Impact of a national enhanced recovery after surgery programme on patient outcomes of primary total knee replacement: an interrupted time series analysis from “The National Joint Registry of England, Wales, Northern Ireland and the Isle of Man”
© 2019 The Authors Objective: We aimed to test whether a national Enhanced Recovery After Surgery (ERAS) Programme in total knee replacement (TKR) had an impact on patient outcomes. Design: Natural-experiment (April 2008–December 2016). Interrupted time-series regression assessed impact on trends before-during-after ERAS implementation. Setting: Primary operations from the UK National Joint Registry (NJR) were linked with Hospital Episode Statistics (HES) data which contains inpatient episodes undertaken in National Health Service (NHS) trusts in England, and Patient Reported Outcome Measures (PROMs). Participants: Patients undergoing primary planned TKR aged ≥18 years. Intervention: ERAS implementation (April 2009–March 2011). Outcomes: Regression coefficients of monthly means of Length of stay (LOS), bed day costs, change in Oxford knee scores (OKS) 6-months after surgery, complications (at 6 months), and rates of revision surgeries (at 5 years). Results: 486,579 primary TKRs were identified.
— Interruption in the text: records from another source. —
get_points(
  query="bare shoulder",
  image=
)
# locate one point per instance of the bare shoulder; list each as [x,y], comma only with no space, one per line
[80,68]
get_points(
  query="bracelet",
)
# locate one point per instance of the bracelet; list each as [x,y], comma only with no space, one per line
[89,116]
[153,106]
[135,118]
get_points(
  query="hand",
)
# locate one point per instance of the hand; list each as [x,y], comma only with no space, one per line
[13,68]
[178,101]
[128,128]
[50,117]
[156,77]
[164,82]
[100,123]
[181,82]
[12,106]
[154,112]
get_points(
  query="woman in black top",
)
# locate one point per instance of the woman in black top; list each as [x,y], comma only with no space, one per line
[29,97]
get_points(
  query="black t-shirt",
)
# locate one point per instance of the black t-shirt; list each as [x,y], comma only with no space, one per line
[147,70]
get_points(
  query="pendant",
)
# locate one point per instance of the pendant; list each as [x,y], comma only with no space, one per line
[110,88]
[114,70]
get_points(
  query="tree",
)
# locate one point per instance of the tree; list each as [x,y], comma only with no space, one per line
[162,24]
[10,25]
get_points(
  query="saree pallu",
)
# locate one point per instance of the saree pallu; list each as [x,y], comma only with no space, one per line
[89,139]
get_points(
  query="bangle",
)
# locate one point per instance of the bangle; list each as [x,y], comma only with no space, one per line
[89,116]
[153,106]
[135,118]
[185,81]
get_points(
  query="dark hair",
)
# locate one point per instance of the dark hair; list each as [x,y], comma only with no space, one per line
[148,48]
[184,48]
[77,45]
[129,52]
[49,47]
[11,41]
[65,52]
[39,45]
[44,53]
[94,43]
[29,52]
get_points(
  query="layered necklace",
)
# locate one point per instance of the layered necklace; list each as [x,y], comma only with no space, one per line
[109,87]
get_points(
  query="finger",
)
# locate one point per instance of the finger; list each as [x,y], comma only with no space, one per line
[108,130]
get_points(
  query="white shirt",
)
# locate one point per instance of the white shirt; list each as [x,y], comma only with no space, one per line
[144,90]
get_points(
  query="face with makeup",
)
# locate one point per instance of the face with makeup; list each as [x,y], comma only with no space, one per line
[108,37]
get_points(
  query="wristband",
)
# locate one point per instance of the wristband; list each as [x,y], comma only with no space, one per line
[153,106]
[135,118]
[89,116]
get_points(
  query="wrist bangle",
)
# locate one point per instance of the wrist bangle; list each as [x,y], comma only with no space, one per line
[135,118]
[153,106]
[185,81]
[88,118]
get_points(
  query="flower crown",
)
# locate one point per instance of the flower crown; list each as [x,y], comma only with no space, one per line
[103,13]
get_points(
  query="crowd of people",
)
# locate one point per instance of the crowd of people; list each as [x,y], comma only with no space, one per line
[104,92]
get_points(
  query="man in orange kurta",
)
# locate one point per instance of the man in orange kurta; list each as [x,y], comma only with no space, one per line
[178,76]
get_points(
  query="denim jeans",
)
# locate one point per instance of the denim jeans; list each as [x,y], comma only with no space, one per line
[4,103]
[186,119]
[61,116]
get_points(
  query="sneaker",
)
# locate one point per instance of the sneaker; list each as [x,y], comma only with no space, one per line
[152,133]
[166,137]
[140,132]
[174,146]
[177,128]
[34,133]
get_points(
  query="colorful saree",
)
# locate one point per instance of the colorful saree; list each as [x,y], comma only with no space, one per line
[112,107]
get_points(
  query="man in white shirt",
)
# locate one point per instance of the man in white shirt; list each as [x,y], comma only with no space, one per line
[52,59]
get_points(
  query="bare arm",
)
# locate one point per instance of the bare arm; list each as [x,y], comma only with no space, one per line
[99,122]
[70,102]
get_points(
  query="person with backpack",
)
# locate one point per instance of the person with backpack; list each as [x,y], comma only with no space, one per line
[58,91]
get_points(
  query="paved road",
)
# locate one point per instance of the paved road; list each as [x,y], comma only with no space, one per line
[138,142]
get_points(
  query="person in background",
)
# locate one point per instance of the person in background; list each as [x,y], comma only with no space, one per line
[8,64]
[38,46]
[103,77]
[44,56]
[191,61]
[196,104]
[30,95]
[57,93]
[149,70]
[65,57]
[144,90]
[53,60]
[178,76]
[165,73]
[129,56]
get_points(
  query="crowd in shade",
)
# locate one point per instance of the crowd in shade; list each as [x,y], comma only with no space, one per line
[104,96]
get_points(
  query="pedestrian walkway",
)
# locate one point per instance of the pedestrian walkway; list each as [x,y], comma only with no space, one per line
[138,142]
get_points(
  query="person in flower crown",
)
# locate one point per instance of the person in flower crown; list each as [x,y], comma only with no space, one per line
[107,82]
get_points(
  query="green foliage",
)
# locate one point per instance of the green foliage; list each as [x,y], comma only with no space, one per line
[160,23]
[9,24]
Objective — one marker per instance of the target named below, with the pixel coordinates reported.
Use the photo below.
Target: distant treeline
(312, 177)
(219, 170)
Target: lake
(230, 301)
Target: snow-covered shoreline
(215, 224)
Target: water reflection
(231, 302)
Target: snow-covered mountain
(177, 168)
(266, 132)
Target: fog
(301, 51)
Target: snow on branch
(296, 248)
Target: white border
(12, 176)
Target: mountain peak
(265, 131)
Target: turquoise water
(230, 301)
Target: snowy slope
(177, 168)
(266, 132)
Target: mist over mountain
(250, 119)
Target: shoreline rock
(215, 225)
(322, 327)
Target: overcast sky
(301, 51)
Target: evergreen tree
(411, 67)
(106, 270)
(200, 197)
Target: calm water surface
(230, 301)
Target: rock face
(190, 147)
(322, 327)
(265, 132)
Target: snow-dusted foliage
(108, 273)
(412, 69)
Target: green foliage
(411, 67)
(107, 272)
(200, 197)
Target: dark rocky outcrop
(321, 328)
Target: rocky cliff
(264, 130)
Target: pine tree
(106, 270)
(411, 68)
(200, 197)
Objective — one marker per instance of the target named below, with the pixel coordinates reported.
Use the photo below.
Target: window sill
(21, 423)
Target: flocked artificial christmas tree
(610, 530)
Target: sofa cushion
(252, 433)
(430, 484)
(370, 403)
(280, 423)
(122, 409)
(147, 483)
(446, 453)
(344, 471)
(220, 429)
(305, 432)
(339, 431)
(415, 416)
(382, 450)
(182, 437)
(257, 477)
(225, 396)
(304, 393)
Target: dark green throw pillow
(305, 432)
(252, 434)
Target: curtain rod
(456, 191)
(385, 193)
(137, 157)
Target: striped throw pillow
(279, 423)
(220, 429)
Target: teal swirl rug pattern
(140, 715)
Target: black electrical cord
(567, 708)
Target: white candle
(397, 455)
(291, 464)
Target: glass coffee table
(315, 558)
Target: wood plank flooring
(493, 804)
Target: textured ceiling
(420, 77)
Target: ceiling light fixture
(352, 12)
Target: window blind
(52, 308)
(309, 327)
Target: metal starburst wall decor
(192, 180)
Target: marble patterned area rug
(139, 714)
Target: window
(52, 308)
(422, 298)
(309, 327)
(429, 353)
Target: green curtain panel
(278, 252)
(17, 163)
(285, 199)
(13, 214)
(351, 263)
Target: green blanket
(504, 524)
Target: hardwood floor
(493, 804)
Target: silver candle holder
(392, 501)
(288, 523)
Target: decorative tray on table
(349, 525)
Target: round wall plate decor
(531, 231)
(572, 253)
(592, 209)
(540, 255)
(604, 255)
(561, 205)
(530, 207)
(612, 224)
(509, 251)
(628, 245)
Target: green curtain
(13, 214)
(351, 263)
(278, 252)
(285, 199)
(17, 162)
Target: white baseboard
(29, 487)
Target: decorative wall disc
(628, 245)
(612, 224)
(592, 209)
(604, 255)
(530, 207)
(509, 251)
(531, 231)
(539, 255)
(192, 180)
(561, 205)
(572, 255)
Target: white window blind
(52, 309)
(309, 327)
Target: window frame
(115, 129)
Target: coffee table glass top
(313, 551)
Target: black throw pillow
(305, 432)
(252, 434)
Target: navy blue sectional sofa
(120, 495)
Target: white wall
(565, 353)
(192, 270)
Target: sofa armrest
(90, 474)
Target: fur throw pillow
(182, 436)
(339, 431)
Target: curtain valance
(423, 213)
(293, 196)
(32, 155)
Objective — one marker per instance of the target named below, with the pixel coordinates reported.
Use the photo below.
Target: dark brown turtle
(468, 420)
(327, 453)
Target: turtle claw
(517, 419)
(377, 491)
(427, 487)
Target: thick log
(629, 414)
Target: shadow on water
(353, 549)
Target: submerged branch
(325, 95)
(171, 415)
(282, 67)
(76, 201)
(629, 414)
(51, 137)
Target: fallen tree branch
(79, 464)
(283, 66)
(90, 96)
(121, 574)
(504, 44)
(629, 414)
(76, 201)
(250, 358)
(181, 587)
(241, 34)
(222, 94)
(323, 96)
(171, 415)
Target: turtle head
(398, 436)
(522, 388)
Overall LOS and bed-day costs decreased from 5.8 days to 3.7 and from £7607 to £5276, from April 2008 to December 2016. Oxford knee score (OKS) change improved from 15.1 points in April 2008 to 17.1 points in December 2016. Complications decreased from 4.1 % in April 2008 to 1.7 % in March 2016. 5-year revision rates remained stable at 4.8 per 1000 implants years in April 2008 and December 2011. After ERAS, declining trends in LOS and bed costs slowed down; OKS improved, complications remained stable, and revisions slightly increased. Conclusions: Different secular trends in outcomes for patients having TKR have been observed over the last decade. Although patient outcomes are better than a decade ago ERAS did not improve them at national level.